UPDATE with subquery preview in SQL - Time & Space Complexity
When we update data using a subquery, the database must find matching rows before changing values.
We want to know how the work grows as the data gets bigger.
Analyze the time complexity of the following code snippet.
UPDATE employees
SET salary = salary * 1.1
WHERE department_id IN (
SELECT department_id
FROM departments
WHERE location = 'New York'
);
This code increases salaries by 10% for employees in departments located in New York.
Identify the loops, recursion, array traversals that repeat.
- Primary operation: Checking each employee to see if their department matches one from the subquery.

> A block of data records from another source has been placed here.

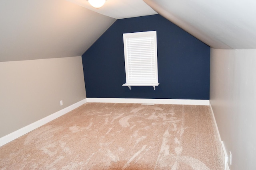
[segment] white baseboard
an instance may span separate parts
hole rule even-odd
[[[86,102],[86,99],[84,99],[70,106],[54,113],[44,117],[21,129],[17,130],[0,138],[0,147],[28,133],[35,129],[47,123],[74,110]]]
[[[88,102],[184,104],[209,106],[209,100],[167,99],[128,99],[119,98],[87,98]]]
[[[221,138],[220,138],[220,135],[219,129],[218,128],[218,126],[217,125],[216,119],[215,119],[215,117],[214,116],[214,114],[213,112],[213,110],[212,109],[212,105],[211,105],[210,101],[209,101],[209,104],[210,107],[211,109],[211,112],[212,112],[212,119],[213,119],[213,121],[214,123],[215,129],[216,132],[217,132],[218,138],[219,141],[219,143],[218,143],[219,145],[218,147],[220,149],[220,154],[223,162],[223,165],[224,166],[224,170],[230,170],[229,167],[228,166],[228,154],[227,154],[226,148],[225,148],[225,146],[224,146],[224,143],[223,143],[223,141],[221,140]]]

- How many times: Once for each employee row in the table.
As the number of employees grows, the database must check more rows against the subquery results.
| Input Size (n employees) | Approx. Operations |
|---|---|
| 10 | About 10 checks |
| 100 | About 100 checks |
| 1000 | About 1000 checks |
Pattern observation: The work grows roughly in direct proportion to the number of employees.
Time Complexity: O(n)
This means the time to update grows linearly with the number of employees.
[X] Wrong: "The subquery runs once and does not affect the update time much."
[OK] Correct: The subquery results must be matched against each employee, so its size and complexity impact the total work.
Understanding how updates with subqueries scale helps you write efficient queries and explain your reasoning clearly.
"What if the subquery returned a very large list of department IDs? How would that affect the time complexity?"